I had an event similar to that myself, where I expected to sense, see, or detect something mystical, and when nothing of the sort happened, I had one of those "Dark night of the soul" events. While it was a very painful time in my life, emotionally, I did eventually end up growing in ways I couldn't have otherwise. Thus, maybe the spirit world might, at times, use a form of tough love: you don't contact your loved ones because it allows them the chance to question their own beliefs and grow, no matter how painful that might be. Perhaps that might have been best for Karloff's character.
Posted by: Ian | September 05, 2014 at 11:29 PM
"Quick question, though: Is it ever proved that Karloff's wife really is trying to communicate with him?"
We hear her voice come through at the climax, so either it was her, or we have to assume some kind of elaborate deception on the part of evil spirits, the devil, or Karloff's unconscious. I think we are meant to believe she is trying to communicate.

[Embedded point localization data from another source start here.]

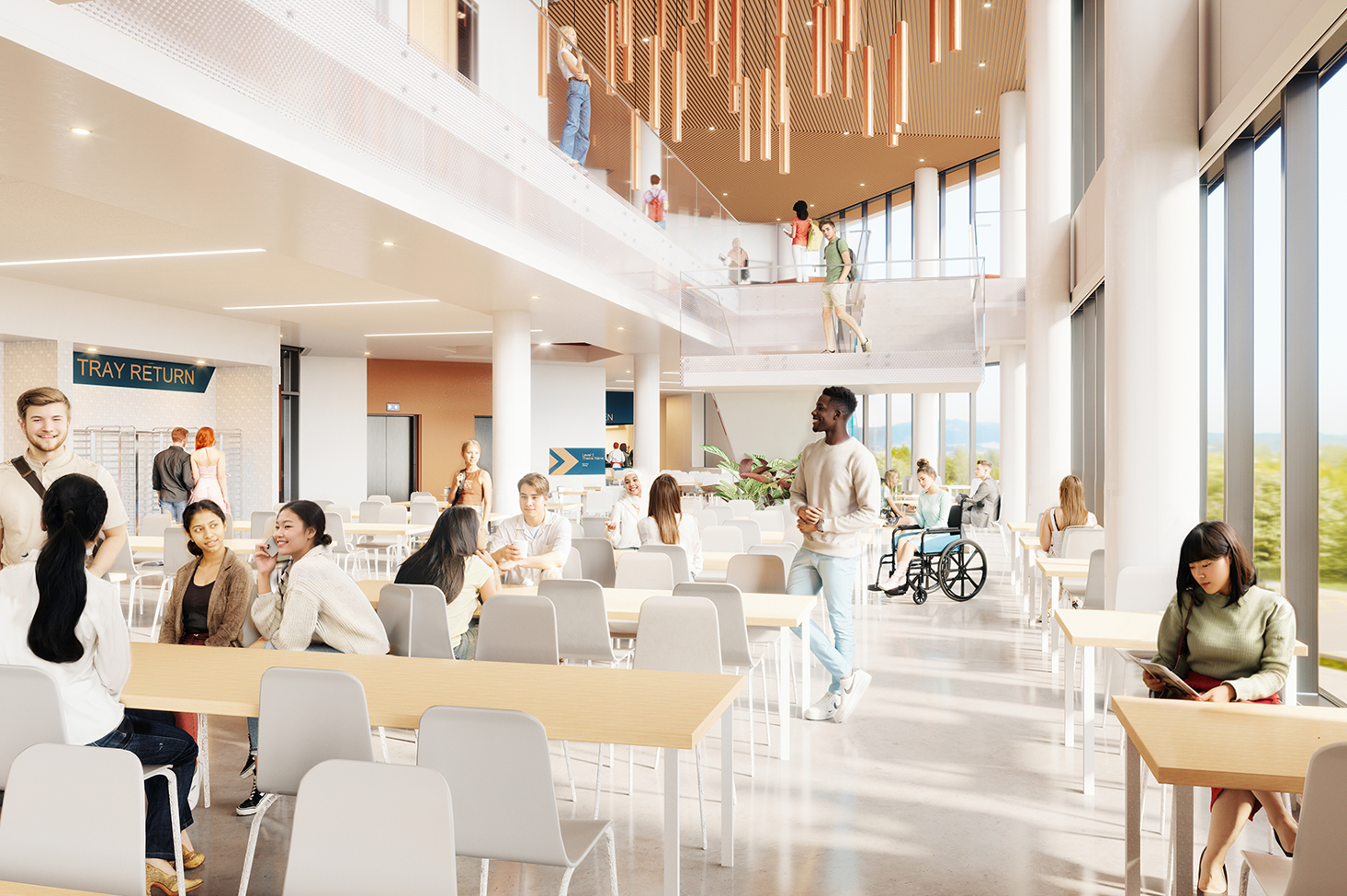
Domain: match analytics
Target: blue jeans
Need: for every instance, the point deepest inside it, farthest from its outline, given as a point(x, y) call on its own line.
point(835, 575)
point(575, 133)
point(153, 737)
point(252, 720)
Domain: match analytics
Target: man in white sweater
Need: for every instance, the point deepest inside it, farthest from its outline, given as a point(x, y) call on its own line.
point(835, 496)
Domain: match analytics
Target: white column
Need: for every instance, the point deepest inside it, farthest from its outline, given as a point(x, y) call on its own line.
point(1048, 248)
point(511, 406)
point(645, 418)
point(925, 221)
point(1012, 182)
point(1152, 245)
point(1012, 434)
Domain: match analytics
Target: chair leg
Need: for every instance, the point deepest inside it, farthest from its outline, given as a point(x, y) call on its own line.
point(252, 841)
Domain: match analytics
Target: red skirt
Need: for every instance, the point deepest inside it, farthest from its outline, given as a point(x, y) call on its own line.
point(1203, 684)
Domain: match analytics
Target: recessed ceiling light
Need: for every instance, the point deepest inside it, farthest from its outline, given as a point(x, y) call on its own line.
point(323, 305)
point(129, 257)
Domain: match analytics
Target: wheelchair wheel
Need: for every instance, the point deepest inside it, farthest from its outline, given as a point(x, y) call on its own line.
point(963, 570)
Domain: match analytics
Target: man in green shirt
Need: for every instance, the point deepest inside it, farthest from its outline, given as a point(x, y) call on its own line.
point(837, 256)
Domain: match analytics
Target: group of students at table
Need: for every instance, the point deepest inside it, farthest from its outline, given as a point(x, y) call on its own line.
point(1230, 639)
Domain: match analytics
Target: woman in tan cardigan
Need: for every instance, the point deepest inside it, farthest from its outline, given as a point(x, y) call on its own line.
point(211, 593)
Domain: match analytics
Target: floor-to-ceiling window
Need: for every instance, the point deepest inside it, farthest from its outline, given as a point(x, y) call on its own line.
point(1268, 353)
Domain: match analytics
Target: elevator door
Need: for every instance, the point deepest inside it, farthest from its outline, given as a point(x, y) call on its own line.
point(392, 456)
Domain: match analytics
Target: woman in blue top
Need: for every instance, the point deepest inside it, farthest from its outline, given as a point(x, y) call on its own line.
point(933, 514)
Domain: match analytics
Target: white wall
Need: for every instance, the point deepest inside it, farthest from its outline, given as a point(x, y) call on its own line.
point(771, 424)
point(569, 411)
point(333, 428)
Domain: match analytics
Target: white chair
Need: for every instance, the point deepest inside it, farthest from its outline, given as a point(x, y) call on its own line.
point(1320, 864)
point(334, 849)
point(736, 647)
point(107, 792)
point(645, 570)
point(757, 573)
point(681, 635)
point(722, 539)
point(678, 557)
point(306, 716)
point(503, 798)
point(741, 508)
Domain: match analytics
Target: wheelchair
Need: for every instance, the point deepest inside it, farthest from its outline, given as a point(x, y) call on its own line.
point(959, 569)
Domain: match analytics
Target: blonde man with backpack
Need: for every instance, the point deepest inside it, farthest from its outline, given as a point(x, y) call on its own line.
point(841, 271)
point(655, 201)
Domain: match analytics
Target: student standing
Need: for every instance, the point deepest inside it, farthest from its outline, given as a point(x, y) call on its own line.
point(173, 479)
point(837, 257)
point(835, 494)
point(45, 419)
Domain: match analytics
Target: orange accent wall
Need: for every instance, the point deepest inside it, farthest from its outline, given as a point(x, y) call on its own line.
point(446, 396)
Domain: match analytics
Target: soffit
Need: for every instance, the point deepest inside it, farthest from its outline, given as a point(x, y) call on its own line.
point(827, 169)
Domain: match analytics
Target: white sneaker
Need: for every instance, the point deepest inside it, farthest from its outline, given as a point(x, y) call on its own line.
point(853, 688)
point(824, 709)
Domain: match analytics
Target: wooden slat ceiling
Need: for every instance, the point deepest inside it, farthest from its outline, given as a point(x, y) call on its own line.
point(827, 170)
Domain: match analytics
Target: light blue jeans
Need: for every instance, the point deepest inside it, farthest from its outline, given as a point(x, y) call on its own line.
point(835, 575)
point(575, 133)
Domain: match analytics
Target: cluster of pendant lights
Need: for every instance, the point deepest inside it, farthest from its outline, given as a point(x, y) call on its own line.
point(835, 23)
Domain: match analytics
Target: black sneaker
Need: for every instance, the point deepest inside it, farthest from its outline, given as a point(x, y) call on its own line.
point(249, 806)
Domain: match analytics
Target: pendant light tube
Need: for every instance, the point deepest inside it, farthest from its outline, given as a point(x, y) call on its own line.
point(766, 115)
point(934, 29)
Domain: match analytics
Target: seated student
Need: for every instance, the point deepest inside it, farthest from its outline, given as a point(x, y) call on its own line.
point(60, 618)
point(1071, 511)
point(667, 525)
point(534, 545)
point(317, 606)
point(933, 514)
point(210, 595)
point(1230, 641)
point(450, 561)
point(627, 515)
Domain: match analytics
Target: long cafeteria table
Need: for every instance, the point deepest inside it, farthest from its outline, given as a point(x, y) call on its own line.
point(667, 710)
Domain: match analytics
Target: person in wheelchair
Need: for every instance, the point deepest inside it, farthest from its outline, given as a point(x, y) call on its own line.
point(933, 514)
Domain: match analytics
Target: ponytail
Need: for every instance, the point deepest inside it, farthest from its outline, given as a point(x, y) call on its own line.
point(73, 512)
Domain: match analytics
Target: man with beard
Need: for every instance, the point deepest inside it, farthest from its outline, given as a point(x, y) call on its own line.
point(45, 419)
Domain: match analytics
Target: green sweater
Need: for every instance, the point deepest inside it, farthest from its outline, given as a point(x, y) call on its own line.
point(1248, 646)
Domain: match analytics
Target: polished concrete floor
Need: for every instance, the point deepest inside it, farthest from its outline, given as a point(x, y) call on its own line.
point(950, 779)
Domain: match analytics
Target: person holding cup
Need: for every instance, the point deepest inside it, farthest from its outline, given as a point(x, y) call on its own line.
point(534, 545)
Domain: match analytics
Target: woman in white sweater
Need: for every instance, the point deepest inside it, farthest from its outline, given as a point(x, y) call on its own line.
point(317, 606)
point(667, 525)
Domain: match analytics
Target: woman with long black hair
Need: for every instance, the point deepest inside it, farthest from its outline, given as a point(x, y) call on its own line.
point(450, 561)
point(60, 618)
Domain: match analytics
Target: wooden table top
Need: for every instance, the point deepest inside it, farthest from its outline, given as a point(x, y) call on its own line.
point(574, 702)
point(1119, 629)
point(1246, 745)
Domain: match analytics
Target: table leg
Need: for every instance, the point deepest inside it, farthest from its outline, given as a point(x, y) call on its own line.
point(783, 691)
point(1180, 835)
point(1086, 719)
point(1132, 829)
point(671, 826)
point(728, 787)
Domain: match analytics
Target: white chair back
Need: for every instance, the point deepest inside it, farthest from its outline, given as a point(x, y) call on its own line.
point(517, 628)
point(309, 716)
point(37, 826)
point(335, 852)
point(1144, 589)
point(679, 635)
point(722, 539)
point(645, 570)
point(583, 630)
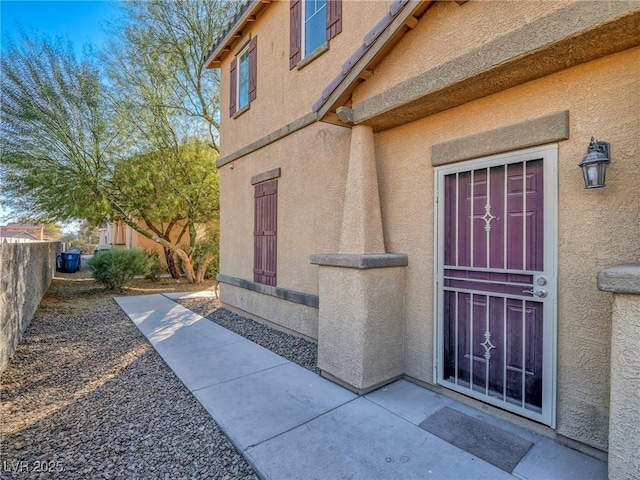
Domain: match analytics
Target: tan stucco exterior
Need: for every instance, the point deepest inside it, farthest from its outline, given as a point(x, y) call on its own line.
point(284, 95)
point(590, 222)
point(596, 228)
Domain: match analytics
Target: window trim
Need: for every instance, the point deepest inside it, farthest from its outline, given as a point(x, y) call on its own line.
point(241, 53)
point(333, 26)
point(250, 48)
point(303, 28)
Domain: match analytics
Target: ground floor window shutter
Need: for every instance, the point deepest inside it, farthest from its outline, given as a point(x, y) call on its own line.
point(265, 221)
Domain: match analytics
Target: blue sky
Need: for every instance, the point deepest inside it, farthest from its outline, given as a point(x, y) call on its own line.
point(80, 21)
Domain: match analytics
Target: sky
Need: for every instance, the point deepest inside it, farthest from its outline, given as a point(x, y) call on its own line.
point(80, 21)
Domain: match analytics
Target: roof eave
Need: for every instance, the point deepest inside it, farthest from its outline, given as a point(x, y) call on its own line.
point(219, 50)
point(406, 19)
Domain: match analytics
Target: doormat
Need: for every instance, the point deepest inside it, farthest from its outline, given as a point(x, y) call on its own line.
point(491, 444)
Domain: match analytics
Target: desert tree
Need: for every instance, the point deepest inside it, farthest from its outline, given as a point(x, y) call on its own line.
point(128, 136)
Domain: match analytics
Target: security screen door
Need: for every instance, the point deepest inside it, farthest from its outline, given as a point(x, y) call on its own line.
point(496, 280)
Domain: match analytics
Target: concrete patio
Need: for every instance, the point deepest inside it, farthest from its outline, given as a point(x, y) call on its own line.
point(293, 424)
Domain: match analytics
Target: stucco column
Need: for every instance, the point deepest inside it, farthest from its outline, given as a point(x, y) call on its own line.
point(624, 414)
point(361, 317)
point(361, 219)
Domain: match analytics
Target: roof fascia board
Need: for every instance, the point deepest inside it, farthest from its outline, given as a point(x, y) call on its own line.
point(380, 47)
point(216, 54)
point(593, 34)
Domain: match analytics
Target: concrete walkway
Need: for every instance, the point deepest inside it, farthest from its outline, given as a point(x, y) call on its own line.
point(293, 424)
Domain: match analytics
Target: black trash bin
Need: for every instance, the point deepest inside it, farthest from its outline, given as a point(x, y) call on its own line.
point(71, 261)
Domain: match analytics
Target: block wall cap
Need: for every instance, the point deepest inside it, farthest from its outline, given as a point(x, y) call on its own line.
point(360, 260)
point(620, 279)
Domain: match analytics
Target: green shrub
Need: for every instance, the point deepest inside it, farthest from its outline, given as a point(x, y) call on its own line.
point(156, 267)
point(113, 268)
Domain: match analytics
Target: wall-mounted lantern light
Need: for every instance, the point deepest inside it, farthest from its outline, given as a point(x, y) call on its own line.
point(594, 164)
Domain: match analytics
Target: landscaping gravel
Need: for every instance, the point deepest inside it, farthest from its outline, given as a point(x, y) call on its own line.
point(295, 349)
point(86, 396)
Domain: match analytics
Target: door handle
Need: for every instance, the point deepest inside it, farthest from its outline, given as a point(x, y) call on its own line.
point(538, 292)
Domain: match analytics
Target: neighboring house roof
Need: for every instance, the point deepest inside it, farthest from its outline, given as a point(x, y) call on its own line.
point(25, 235)
point(247, 13)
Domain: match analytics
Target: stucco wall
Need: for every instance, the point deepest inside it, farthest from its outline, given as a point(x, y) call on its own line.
point(313, 166)
point(597, 228)
point(437, 38)
point(26, 270)
point(284, 95)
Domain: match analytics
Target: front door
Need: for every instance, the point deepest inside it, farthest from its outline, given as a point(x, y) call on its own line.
point(495, 280)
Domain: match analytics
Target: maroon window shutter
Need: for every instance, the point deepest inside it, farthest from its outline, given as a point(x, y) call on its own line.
point(295, 37)
point(253, 68)
point(265, 220)
point(233, 90)
point(334, 18)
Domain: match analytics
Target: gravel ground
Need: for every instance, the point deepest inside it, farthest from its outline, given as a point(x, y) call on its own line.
point(294, 349)
point(85, 396)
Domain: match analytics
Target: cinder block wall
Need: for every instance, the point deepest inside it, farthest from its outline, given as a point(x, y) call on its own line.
point(26, 271)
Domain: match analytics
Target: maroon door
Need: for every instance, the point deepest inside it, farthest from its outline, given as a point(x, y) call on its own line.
point(493, 257)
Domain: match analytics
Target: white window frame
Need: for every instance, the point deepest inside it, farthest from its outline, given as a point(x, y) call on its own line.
point(244, 52)
point(303, 30)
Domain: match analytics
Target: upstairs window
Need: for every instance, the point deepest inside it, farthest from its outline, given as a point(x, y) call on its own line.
point(314, 25)
point(243, 76)
point(312, 22)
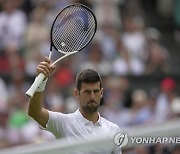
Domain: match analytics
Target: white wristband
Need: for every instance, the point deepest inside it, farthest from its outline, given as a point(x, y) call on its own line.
point(41, 86)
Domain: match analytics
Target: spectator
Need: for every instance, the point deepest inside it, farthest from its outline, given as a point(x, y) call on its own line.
point(12, 25)
point(164, 99)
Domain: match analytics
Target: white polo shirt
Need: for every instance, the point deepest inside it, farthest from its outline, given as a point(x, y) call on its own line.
point(75, 125)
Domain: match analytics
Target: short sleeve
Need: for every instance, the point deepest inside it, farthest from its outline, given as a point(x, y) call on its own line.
point(55, 123)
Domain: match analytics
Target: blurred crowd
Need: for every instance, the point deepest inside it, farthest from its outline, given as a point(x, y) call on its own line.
point(123, 45)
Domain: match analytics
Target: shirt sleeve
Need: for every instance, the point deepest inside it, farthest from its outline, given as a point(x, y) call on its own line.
point(115, 149)
point(55, 123)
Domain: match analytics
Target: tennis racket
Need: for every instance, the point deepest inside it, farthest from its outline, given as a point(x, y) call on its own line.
point(72, 30)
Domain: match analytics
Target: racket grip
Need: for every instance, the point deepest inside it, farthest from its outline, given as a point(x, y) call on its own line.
point(35, 85)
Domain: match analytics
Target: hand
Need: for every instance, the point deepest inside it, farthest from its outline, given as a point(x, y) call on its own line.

Actually, your question suggests a more effective ending: Karloff could have heard his wife's voice telling him that what he's done is wrong, that he has cost the lives of other people and is endangering his own daughter—and Karloff, realizing this is true and feeling remorse, might have ended the experiment in a violent fashion, causing his death.
Posted by: Michael Prescott | September 06, 2014 at 12:29 PM
Interesting and informative post! "Undertakings," lol.
Yes, Spiritualism in the West was ultimately caught between the Old School of Christianity and the false New School of atheism. Once the fad had run its course, no one wanted it to be true (or wanted what was really true about it to be true).
Posted by: Matt Rouge | September 06, 2014 at 08:16 PM
I really enjoyed reading this, I have been reading a lot on this lately as I have had some...let's just say interesting things happening lately. Been reading Roberta Grimes' book The Fun of Staying in Touch. She discusses how those that have passed on are staying in contact with us, and how we can too. It's really very cool. robertagrimes.com is her site for info. Great post again, reading it a second time!!